Atom Publishing Protocol
To allow any developer to interact with its publishing workflow, Feedbooks is releasing a new API based on the Atom Publishing Protocol standard. Based on the principles of a REST architecture, AtomPub is used by companies such as Google (GData), Microsoft (Live Framework) or Automattic (Wordpress) as a standard way to manipulate resources.
Implementation on Feedbooks
Currently, the AtomPub service on Feedbooks is strictly compliant with the standard, but to improve several things, it’ll be extended through Atom’s standard extension model in the near future:
- Support for hierarchies will be added, probably using the following draft proposal.
- Currently, for each item, we create a section in the book. We’ll extend AtomPub to specify if the item is a part, a chapter, a section or a simple text flow.
- We don’t sort the order of the items in our feeds based on the last update, but based on the order of the items in the book. We’ll add this information in our items, and enable the possibility to re-order elements through AtomPub.
Service document
Our service document can be automatically discovered in any of our webpages through the link element with service as a value for its rel property.

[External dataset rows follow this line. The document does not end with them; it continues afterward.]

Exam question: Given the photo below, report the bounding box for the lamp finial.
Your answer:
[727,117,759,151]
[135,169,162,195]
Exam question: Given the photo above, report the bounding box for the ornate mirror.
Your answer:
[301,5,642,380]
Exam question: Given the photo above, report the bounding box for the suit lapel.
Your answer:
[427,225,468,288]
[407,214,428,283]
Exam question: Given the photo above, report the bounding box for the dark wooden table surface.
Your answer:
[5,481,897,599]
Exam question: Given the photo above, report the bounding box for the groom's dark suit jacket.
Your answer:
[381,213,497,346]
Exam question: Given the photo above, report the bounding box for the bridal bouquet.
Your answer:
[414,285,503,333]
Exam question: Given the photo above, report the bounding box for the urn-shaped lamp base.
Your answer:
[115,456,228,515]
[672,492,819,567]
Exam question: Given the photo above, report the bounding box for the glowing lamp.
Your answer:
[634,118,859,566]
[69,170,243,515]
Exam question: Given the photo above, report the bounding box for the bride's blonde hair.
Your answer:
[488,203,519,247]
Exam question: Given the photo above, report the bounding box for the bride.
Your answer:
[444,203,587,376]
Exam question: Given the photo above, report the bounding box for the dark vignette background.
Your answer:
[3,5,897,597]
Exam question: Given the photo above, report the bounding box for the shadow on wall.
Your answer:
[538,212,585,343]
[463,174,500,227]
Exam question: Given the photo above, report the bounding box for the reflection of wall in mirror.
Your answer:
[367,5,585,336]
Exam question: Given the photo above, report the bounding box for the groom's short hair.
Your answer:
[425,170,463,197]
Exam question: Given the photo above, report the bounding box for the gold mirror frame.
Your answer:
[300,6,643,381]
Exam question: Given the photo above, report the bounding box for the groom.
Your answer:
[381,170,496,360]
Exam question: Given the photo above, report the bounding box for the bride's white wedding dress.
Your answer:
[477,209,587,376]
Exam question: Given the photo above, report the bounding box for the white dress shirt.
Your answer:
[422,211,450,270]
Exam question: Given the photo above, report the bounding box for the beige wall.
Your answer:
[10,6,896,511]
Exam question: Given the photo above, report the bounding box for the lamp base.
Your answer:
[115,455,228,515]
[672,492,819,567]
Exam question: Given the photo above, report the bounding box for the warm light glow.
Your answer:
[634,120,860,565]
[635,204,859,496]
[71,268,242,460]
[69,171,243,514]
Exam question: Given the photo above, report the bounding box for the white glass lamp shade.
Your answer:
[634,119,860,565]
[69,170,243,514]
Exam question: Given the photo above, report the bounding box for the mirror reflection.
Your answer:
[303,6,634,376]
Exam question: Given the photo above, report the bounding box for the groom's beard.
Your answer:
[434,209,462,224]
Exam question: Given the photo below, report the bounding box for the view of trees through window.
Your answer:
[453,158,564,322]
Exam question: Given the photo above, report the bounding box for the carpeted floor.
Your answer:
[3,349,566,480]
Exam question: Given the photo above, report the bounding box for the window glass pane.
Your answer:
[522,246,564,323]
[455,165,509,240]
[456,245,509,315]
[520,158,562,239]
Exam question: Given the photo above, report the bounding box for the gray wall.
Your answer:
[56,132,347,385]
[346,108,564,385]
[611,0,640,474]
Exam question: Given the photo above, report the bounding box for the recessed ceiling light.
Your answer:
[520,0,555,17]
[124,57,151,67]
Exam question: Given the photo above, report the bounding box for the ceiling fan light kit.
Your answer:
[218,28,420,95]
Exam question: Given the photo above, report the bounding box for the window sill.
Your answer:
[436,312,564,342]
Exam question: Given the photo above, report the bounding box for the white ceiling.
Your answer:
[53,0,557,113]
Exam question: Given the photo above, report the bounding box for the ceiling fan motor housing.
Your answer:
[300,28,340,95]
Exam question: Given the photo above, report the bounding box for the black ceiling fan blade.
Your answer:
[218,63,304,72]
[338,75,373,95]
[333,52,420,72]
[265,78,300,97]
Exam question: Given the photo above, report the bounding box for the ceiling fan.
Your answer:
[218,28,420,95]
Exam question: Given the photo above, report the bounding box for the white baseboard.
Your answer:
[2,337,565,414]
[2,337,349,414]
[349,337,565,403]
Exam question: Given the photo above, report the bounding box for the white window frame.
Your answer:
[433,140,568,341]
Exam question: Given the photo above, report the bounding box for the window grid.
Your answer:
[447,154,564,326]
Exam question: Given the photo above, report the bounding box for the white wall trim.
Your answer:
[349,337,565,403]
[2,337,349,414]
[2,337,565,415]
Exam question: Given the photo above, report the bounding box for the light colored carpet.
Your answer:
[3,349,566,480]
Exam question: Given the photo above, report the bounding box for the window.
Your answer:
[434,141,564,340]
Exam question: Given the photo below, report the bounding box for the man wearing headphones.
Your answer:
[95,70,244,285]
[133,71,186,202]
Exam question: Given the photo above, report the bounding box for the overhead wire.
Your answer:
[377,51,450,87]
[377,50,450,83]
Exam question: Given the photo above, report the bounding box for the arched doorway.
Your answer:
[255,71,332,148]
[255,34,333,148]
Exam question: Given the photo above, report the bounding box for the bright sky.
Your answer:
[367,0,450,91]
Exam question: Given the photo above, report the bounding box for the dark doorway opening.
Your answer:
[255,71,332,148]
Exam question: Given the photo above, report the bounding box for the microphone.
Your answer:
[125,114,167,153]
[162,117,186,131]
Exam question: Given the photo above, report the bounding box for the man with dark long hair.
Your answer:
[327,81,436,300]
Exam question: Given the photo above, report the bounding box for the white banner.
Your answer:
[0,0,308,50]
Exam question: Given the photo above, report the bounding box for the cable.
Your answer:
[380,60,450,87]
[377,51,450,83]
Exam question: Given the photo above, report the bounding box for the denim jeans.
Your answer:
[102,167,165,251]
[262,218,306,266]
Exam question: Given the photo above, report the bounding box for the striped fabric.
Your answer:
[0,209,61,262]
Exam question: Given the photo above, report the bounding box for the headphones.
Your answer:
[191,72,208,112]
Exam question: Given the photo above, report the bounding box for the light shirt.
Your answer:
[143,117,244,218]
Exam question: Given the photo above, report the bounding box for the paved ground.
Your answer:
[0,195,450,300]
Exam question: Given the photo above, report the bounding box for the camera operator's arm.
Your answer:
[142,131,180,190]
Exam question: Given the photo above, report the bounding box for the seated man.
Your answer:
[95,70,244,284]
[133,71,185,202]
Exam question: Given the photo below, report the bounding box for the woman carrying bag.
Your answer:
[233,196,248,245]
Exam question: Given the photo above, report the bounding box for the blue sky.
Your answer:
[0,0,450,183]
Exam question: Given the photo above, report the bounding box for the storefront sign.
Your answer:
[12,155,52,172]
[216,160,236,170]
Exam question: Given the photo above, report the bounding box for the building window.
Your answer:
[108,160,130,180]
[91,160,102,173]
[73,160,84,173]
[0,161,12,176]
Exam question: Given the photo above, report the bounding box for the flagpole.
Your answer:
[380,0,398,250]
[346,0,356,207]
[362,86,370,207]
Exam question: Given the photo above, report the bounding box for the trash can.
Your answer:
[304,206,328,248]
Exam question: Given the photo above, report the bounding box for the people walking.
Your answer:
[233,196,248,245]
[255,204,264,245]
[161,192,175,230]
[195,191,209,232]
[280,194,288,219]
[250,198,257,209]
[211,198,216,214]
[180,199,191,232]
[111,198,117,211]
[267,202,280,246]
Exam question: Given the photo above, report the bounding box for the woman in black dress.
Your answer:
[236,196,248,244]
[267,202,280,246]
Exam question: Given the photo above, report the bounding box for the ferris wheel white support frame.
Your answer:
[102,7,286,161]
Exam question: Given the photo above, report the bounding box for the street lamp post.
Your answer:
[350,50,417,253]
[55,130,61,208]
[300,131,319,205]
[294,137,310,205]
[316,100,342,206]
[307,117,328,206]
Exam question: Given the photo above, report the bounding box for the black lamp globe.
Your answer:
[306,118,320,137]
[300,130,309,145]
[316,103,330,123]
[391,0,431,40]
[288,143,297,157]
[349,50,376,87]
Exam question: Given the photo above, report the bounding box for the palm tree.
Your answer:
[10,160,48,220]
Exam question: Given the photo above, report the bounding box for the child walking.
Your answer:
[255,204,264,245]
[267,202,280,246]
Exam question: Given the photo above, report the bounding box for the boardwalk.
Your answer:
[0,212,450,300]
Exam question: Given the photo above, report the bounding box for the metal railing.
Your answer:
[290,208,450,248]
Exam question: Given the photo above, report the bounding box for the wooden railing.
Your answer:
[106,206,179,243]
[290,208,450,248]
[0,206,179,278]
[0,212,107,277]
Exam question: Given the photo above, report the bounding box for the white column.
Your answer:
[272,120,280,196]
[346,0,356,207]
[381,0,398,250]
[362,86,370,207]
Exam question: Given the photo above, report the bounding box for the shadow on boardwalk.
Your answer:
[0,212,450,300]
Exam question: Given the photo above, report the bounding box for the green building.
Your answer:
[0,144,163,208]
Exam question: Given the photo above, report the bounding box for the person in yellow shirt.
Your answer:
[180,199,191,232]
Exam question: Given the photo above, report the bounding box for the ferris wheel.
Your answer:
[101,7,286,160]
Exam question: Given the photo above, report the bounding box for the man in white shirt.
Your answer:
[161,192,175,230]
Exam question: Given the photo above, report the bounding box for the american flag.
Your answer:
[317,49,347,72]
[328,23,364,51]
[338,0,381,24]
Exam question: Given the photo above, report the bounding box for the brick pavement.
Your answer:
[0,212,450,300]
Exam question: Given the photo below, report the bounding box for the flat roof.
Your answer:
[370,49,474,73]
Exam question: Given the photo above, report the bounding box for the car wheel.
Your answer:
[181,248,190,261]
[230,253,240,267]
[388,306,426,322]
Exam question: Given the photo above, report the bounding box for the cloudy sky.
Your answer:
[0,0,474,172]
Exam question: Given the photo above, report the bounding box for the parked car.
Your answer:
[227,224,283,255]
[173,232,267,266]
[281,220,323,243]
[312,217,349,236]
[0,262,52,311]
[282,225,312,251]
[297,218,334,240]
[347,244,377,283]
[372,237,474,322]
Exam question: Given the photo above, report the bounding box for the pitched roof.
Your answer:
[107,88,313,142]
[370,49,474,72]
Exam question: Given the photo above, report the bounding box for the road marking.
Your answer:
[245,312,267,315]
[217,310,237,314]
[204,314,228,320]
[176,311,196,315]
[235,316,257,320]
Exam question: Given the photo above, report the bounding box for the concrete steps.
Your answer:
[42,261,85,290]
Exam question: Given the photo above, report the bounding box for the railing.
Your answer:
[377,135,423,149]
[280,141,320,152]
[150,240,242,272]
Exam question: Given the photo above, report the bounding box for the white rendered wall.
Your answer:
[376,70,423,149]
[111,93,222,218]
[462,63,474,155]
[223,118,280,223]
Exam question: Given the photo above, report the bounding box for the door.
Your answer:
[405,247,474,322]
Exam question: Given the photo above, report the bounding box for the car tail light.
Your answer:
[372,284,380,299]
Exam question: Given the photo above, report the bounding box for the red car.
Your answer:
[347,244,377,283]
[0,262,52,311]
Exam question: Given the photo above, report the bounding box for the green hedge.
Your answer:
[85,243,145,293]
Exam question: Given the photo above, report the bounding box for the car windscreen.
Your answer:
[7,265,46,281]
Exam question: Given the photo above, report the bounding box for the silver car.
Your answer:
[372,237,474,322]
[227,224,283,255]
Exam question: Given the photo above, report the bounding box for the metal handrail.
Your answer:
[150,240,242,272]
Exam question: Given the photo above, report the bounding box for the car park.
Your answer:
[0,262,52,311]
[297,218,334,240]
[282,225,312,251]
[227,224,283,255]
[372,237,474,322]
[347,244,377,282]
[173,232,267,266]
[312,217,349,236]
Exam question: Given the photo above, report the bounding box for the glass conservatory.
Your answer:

To avoid long service documents, we use standard Atom pagination.
Collections/Items
A book can have several megabytes of text, and for this reason we don’t list the full content of each item in a collection but rely on GET requests on the item as recommended in the specs:
Clients MUST NOT assume that an Atom Entry returned in the Feed is a full representation of an Entry Resource and SHOULD perform a GET on the URI of the Member Entry before editing it.
What it means for publishing on Feedbooks
The main goal for this first release is to provide a service that’ll work with any AtomPub client. This way, the same software could both publish a post on a Wordrpress blog and a new section in a book on Feedbooks, without any additional work to support Feedbooks. While the next release will extend AtomPub to add things that are specific to books and publishing on Feedbooks, we’ll always be compatible with any AtomPub compliant client.
One of the first use for the API will be to make conversions from various formats easier. In our team, Benoît Larroque is currently working on a script to divide an HTML file and send it to Feedbooks through AtomPub. Such scripts will focus on properly dividing the text into parts/chapters/sections that the user can finetune afterwards in our Web UI.
Integration into other platforms such as blogs (Wordpress) or Wiki will be another focus, and dedicated desktop or mobile tools for publishing could also use this service.
But the main goal of course, is to provide a service that any developer can use to build innovative tools.